Budget 2017 includes a number of broad measures to enhance the integrity of the tax system:

  • Tax Planning Using Private Corporations: The Government intends to release a paper in the coming months setting out issues and proposed policy responses in respect of tax planning using private corporations, including income sprinkling, holding a passive investment portfolio inside a private corporation, and converting a private corporation's regular income into capital gains.
  • Preventing Tax Evasion and Improving Tax Compliance: Budget 2017 will invest an additional $523.9 million over five years to increase verification activities, hire additional auditors and specialists with a focus on the underground economy, develop robust business intelligence infrastructure and risk assessment systems to target high-risk international tax and abusive tax avoidance cases, and improve the quality of investigative work that targets criminal tax evaders.
  • Information Sharing: The Government is strengthening its efforts to combat international tax evasion through enhancing the sharing of information between tax authorities. Canada recently enacted legislation to implement the Common Reporting Standard developed by the Organization for Economic Co-operation and Development (OECD). The first exchanges of information with other countries will occur in 2018.
  • Corporate and Beneficial Ownership Transparency: In order to provide safeguards against money laundering, terrorist financing, tax evasion and tax avoidance, the Government will collaborate with the provinces and territories to put in place a national strategy to strengthen the transparency of legal persons and legal arrangements and improve the availability of beneficial ownership information. The Government is also examining ways to enhance the tax reporting requirements for trusts in order to improve the collection of beneficial ownership information.
  • Anti-Avoidance Measures: Budget 2017 also includes new anti-avoidance provisions, discussed further below, in respect of straddle transactions, extending the base erosion rules to foreign branches of life insurance, and certain registered plans.

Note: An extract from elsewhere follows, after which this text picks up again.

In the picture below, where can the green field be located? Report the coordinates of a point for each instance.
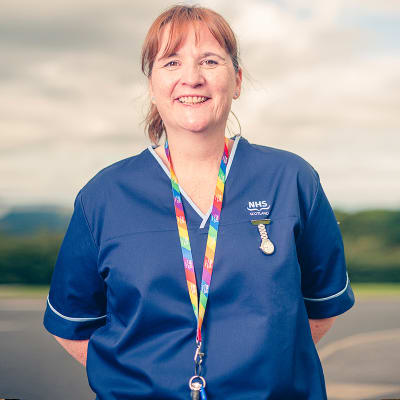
(361, 290)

Business Income Tax Measures

Investment Fund Mergers

Merger of Switch Funds into Mutual Fund Trusts

Budget 2016 introduced an amendment to the Income Tax Act that eliminated the ability of investors in a multi-class mutual fund corporation or "switch fund" to exchange or "switch" shares of one class (or mutual fund) for shares of another class (or mutual fund) on a tax-deferred basis, thus eliminating one of the advantages of switch funds.

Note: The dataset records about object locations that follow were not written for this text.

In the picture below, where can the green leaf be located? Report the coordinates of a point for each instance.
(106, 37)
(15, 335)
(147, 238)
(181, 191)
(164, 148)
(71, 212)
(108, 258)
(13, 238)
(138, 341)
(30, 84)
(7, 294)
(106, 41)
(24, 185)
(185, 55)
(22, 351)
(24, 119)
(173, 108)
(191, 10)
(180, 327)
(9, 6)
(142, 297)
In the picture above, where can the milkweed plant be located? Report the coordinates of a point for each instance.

Following this amendment, Budget 2017 proposes to extend the mutual fund merger rules to facilitate the wind-up of a multi-class mutual fund corporation on a tax-deferred basis. To qualify for this tax deferral, all or substantially all of the assets allocable to each class of shares of the mutual fund corporation must be transferred to a mutual fund trust, and the shareholders of that class must become unitholders of that mutual fund trust.

This measure will apply to "qualifying exchanges" that occur on or after Budget Day.

Segregated Fund Mergers

In order to provide consistency in the taxation of investment funds, Budget 2017 proposes to allow insurers to effect tax-deferred mergers of segregated funds. The new rules will provide for a “qualifying transfer” between segregated funds and are generally parallel to the mutual fund merger rules. Similar to the mutual fund merger rules, the use of losses will be restricted following a "qualifying transfer".

This measure will apply to mergers of segregated funds carried out after 2017 and to losses arising in taxation years that begin after 2017. The delay will provide the life insurance industry with an opportunity to comment on the proposed rules.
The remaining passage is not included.